Good morning from Skift. It's Friday, June 17, at airport gates along the U.S. east coast (where Skift editors’ flights are delayed). Here's what you need to know about the business of travel today.
Skift Daily Briefing Podcast
Listen to the day’s top travel stories in under four minutes every weekday.
Today’s edition of Skift’s daily podcast looks at tourism recovery rates in major markets, the implications of American Airlines’ regional pilot pay increase, and home swapping for business travelers.
The travel industry is continuing to inch closer to a full rebound. Skift Research’s newly released Skift Travel Health Index for May 2022 reveals that half of the world’s 22 largest tourism economies have either made a complete recovery or are close to doing so, reports Senior Research Analyst Wouter Geerts.
Seven countries — including Mexico, Italy, France and Brazil — are part of the 100 Club, meaning their travel performances last month surpassed those of May 2019. Four other countries, including the U.S., recorded travel performances that were less than 5 percentage points off their May 2019 levels. The index also revealed that the travel industry hit 81 percent of pre-Covid metrics, marking the first time the global index score surpassed the 80 percent mark since the start of the pandemic.
Next up, two American Airlines regional affiliates have given pilots big pay raises, a move intended to fix the pilot shortage hammering regional carriers. But Airlines Reporter Edward Russell writes the decision could have significant implications for the larger aviation industry.
New agreements between American subsidiaries Envoy and Piedmont Airlines and pilots union, the Air Line Pilots Association, will see entry-level co-pilots earn $90 an hour. Envoy or Piedmont pilots would start at the same rate if they moved up to a job at American, which would be substantially greater than that at discount carriers Frontier Airlines or Spirit Airlines.
While Piedmont expressed optimism the pay package would help attract and retain pilots, Russell writes the higher pay could have unintended consequences. One of them being airlines phasing out smaller regional jets in favor of larger models to generate revenue for increased pilot pay, which Russell writes would hurt small cities lacking the travel demand needed to support larger aircraft.

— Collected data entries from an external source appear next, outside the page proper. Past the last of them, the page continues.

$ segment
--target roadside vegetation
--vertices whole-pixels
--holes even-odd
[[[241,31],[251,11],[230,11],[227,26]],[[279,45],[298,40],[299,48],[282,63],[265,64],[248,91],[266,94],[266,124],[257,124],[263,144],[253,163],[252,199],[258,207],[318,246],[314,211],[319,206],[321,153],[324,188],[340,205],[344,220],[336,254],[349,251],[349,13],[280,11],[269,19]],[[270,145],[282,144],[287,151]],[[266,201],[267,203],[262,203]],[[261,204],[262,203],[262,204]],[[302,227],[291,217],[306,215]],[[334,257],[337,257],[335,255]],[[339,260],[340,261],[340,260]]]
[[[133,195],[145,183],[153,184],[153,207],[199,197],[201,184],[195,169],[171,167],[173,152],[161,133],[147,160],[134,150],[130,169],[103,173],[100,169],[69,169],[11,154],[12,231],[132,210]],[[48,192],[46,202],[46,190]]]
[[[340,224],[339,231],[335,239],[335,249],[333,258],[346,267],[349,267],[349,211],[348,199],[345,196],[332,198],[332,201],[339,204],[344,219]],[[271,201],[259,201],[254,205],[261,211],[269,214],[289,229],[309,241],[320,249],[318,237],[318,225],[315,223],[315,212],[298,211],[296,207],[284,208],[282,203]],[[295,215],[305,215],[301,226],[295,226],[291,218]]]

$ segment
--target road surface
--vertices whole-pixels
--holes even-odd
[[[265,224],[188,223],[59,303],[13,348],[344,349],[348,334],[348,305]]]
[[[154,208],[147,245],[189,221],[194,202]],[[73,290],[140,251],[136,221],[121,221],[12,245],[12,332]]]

Finally, home swapping platforms see a lucrative opportunity to take advantage of the boom in remote work. But Corporate Travel Editor Matthew Parsons reports in this week’s Future of Work Briefing that those companies face the challenge of having to earn the trust of users.
Kindred, which received more than $7 million worth of financial backing earlier this year, is one company that sees an enormous market for house exchanges. Co-founder Justine Palefsky cited figures detailing the large numbers of houses in the U.S. not appearing on any vacation rental platform, which she believes was appealing to Kindred’s financial backers. Members of home exchange platforms pay for an annual subscription and agree to swap a platform-approved house as well as take care of any cleaning fees.
As for how to find an appropriate house on Kindred, Palefsy said that its members would only contact a property that fits the style and date they’re looking for — instead of sending dozens of emails to different homes.